Myomectomy Potential Risks and Complications
Myomectomy has a low complication rate; however, risks include:
Excessive blood loss
Since many women with fibroids already have a low blood count due to heavy menstrual bleeding, they are at a higher risk of problems due to blood loss. Prior to surgery your doctor will suggest ways to build up your blood supply.
Myomectomy incisions into the uterus can lead to adhesions, bands of scar tissue that may develop after surgery. It’s been found that laparoscopic myomectomy may cause fewer adhesions.
Pregnancy or childbirth complications
A myomectomy can increase certain risks during pregnancy and childbirth. If your doctor had to make a deep incision in your uterine wall during the procedure, a cesarean delivery (C-section) may be recommend.
What to Expect
What to Expect During a Myomectomy
Depending on the size, number and location of your fibroids, your St. John’s Physician Partners gynecologist may recommend one of three surgical approaches to myomectomy:
With this traditional procedure, your doctor may open and abdominal incision to access your uterus and remove the fibroids.
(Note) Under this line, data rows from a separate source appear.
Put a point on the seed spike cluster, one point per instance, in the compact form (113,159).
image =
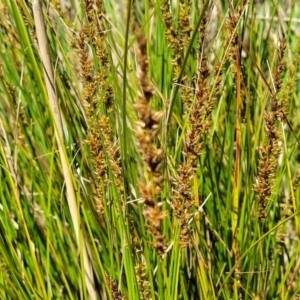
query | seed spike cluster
(97,92)
(178,39)
(268,162)
(200,120)
(147,129)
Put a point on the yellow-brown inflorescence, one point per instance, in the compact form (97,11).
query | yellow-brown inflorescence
(270,153)
(178,40)
(200,121)
(97,92)
(147,130)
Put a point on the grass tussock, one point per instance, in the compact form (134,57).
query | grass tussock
(149,149)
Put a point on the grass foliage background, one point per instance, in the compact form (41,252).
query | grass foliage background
(181,135)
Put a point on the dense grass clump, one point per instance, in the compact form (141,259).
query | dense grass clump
(149,149)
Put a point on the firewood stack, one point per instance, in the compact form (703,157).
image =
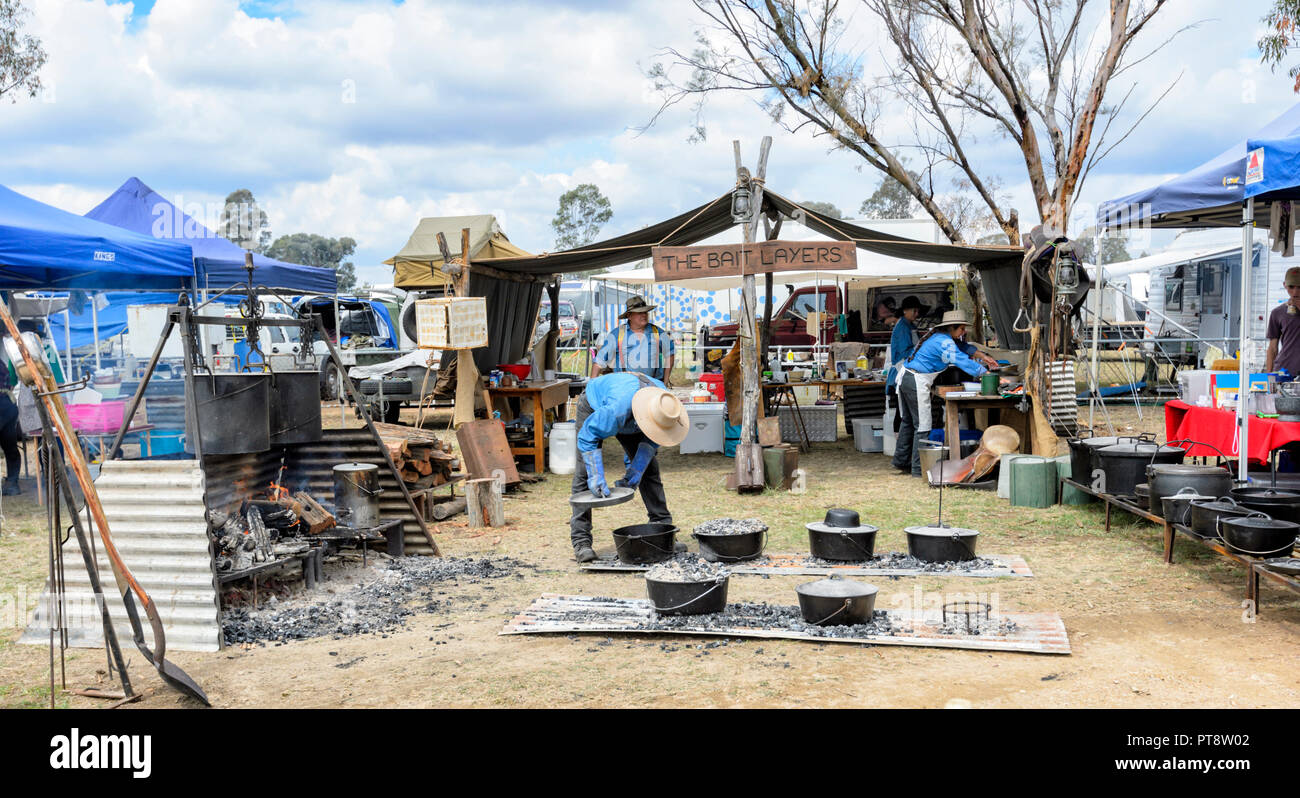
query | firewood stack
(423,459)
Laparoscopic and robotic myomectomy
This minimally invasive surgical technique allows the doctor to access and remove fibroids through several small incisions in your abdominal wall. In robotic myomectomy, your doctor inserts instruments through small incisions similar to laparoscopic myomectomy and then controls the instruments from a separate console. In many cases, your doctor may perform a single-port or one incision procedure.
When smaller fibroids bulge significantly into the uterus, your doctor may remove the fibroids using instruments inserted through your vagina and cervix.
At St. John’s Physician Partners, our doctors prefer state-of-art laparoscopic or robotic myomectomy for women who are candidates for the surgery because the benefits include:
- Less post-operative pain and scarring
- Less blood loss
- Lower risk of infection
- Shorter hospital stay
- Faster recovery and return to normal activity
Regardless of the myomectomy procedure your doctor recommends, you will receive specific instructions on how to prepare, what to expect and post-operative instructions. Be sure to ask your doctors any questions or concerns you may have.